Opens Nov. 8 at Tower Theatre. (NR)—Scott Renshaw
Midway *1/2
Midway, directed by disaster flick auteur extraordinaire Roland Emmerich, reaches into the barrel of WWII battle stories and tries to present an exciting war-strategy movie that combines the gravitas of the subject’s seriousness with many, many explosions and air bomber close calls. Leading man Ed Skrein, doing his best generic East coast accent and Nicholas Hoult impression, heads this cast of big names (including Dennis Quaid and Woody Harrelson) who only have maybe five minutes each of total screen time.
Midway wants its audience to watch in awe and horror at the utter destruction of Pearl Harbor and various other battleships over the course of four years within two hours, but without any substance behind it. Emmerich relies on the target audiences being American, and as Americans, you should already have a sincere reverence for anything WWII-related. It’s a shallow attempt to prey on that reverence with outlandish CGI ’splosions and a troupe of white male lookalikes with accents seemingly pulled out of a hat. You’ll learn something about history after about six different rally-the-troops speeches, but all you’ll retain is how to aggressively extinguish lit cigarettes.
Opens Nov. 8 at theaters valleywide. (PG-13)—Rebecca Frost
Pain and Glory ***1/2
Neither one of Pedro Almodóvar’s lusty candy-colored romps nor one of his edgy psychodramas, this semi-autobiographical tale finds him operating in a more contemplative register that he wears beautifully. Antonio Banderas plays Salvador Mallo, a once-celebrated filmmaker now mostly retired as he deals with chronic pain after a back surgery.

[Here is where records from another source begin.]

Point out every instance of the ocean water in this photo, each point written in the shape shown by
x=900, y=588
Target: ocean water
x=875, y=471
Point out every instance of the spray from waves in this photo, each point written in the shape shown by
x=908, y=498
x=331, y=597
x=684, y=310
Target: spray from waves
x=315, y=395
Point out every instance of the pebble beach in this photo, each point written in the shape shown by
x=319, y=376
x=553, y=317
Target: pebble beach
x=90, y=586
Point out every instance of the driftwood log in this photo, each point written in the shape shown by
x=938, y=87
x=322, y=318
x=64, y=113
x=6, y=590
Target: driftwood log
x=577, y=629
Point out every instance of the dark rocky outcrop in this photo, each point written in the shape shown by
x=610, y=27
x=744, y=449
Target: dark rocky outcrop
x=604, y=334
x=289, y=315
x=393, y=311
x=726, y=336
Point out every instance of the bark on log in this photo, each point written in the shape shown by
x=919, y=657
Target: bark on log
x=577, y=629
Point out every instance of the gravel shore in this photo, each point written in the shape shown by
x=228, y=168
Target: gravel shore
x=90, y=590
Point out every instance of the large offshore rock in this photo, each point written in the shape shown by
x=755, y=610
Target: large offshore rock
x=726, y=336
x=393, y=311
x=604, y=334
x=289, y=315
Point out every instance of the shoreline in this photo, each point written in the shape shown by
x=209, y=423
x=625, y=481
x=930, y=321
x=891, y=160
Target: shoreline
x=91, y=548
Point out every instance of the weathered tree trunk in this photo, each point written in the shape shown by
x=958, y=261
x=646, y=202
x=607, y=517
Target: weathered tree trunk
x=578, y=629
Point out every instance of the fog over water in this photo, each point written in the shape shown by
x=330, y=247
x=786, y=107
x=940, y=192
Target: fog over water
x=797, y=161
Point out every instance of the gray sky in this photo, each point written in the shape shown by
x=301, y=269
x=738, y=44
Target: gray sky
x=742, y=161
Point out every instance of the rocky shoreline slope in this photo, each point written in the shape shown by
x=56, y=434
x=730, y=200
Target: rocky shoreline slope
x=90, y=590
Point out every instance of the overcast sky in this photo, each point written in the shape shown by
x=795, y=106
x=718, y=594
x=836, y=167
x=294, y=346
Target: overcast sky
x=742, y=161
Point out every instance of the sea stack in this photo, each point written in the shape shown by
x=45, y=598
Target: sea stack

A reunion with the leading man from one of Salvador’s beloved films (Asier Etxeandia) after a long estrangement introduces Salvador to the numbing possibilities of heroin, even as he faces other unfinished business from his past. That stuff includes his relationship with his mother (played in flashback by Penélope Cruz), and Almodóvar crafts lovely scenes both of 10-year-old Salvador’s defining moments and the adult addiction that’s underplayed to a surprising and welcome degree. The anchor for it all is Banderas’ career-best performance, full of profound melancholy and a sense of being untethered without his creative outlet. Right up to Almodóvar’s perfectly-chosen final shot, Banderas conveys the need to make peace with the events that have shaped you, for a character where making art is the only way he knows to do that.
Opens Nov. 8 at Broadway Centre Cinemas. (R)—SR
Playing With Fire
(not reviewed)
A crew of tough-guy firefighters (led by John Cena) care for three rowdy youngsters.